Dantas went on to say that the University should absolutely continue with initiatives like this one. “Last year a bunch of Latino organizations and other student organizations held a drive for Puerto Rico after hurricane Maria,” Dantas said. “I think these initiatives support the catholic mission unconditionally and should continue.”

“I have nothing but gratefulness for Seton Hall’s Community right now,” Cabrera said.

Robin Cunningham, the Dean of Freshman Studies and Special Academic Programs, commented on Cabrera’s efforts.

“I think what he did was amazing especially in such little time,” Cunningham said. “I was skeptical of what kind of response Santiago would get with such a quick turnaround. It is a testament to his passion and the generosity of the campus community that he was able to raise so much awareness and receive so many donations.”

Cunningham also shared the following as an encouraging message to students who hope to undertake similar initiatives.

“I would say to follow in Santiago’s footsteps and don’t just talk about doing things – actually do them,” Cunningham said. “Sometimes we spend so much time thinking about things we get stuck in our own thoughts. What matters is being action oriented and actually doing things to get results!”

“I am optimistic, despite Maduro’s regime efforts, we have for the first time ever a solid opportunity, supported by our constitution and the international community to recover Democracy,” Cabrera said regarding the situation in Venezuela. “It is no[t] easy, but we have a chance bigger than ever before.”

Cabrera recalled how the situation affected him directly.

“It all started with a random power cut every once in a while, then water cuts,” he said. “Then, I could not leave my house after 8 p.m. After the stories of those starving came closer and closer to me.”

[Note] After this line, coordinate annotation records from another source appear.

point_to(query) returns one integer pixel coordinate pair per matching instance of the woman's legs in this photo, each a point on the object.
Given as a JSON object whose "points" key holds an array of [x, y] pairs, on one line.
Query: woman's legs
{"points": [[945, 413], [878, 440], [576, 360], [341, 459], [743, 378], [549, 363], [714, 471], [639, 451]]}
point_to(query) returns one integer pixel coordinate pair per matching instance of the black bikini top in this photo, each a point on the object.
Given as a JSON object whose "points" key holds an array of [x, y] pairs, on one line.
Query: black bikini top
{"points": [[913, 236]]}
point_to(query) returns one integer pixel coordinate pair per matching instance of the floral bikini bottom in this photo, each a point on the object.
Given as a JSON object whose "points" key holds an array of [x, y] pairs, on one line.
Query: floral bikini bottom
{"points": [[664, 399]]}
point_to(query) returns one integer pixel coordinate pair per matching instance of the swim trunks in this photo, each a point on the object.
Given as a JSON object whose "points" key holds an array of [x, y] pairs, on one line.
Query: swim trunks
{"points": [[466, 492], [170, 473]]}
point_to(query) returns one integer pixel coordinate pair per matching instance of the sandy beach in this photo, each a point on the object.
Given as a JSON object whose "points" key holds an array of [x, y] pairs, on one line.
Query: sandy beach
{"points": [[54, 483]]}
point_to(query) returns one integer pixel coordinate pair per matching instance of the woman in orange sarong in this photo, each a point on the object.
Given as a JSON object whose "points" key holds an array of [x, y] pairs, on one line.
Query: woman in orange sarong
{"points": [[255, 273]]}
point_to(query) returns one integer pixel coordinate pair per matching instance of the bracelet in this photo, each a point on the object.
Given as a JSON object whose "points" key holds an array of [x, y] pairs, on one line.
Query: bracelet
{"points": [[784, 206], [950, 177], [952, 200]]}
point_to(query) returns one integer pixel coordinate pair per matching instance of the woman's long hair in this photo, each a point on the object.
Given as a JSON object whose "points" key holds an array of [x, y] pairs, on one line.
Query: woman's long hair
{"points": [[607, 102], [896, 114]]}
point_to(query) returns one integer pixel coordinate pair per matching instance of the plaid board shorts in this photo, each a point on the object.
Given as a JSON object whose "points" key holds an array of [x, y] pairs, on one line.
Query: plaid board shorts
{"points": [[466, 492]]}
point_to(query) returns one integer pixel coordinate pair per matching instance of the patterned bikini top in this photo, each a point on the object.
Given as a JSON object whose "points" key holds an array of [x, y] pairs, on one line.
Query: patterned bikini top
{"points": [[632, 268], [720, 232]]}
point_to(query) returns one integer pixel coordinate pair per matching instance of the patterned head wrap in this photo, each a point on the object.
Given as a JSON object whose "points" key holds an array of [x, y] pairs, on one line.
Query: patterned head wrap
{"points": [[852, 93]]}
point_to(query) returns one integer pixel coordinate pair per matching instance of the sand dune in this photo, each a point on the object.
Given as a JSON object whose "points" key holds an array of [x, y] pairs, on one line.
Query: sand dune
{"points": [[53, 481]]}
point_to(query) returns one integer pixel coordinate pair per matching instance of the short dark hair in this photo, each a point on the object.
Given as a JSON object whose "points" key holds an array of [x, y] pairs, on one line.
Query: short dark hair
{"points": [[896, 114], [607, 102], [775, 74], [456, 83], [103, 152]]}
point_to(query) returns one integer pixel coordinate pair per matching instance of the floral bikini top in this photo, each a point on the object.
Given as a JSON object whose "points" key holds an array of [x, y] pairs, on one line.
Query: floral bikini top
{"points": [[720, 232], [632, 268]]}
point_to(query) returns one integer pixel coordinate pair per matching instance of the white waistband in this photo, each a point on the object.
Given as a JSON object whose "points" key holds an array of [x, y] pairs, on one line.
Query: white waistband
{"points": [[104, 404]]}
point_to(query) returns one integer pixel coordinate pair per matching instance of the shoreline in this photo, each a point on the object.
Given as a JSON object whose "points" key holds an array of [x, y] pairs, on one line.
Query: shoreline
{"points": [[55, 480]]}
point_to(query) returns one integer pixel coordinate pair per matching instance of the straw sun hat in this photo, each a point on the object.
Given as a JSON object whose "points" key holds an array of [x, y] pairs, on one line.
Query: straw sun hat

He went on to say that the names of people who appeared in the news as dead, imprisoned or exiled became ones he could recognize.

“They were the names of friends, coworkers, family, or people I just met once,” Cabrera said. “I have been shot at with rubber bullets, repressed with tear gas and occasionally with real guns when we protested. Even my cousin, who is basically a brother to me, got shot in the head. Now, I live outside of my country, self-exiled. They took a lot of things away from me, but my drive for peace has only augmented.”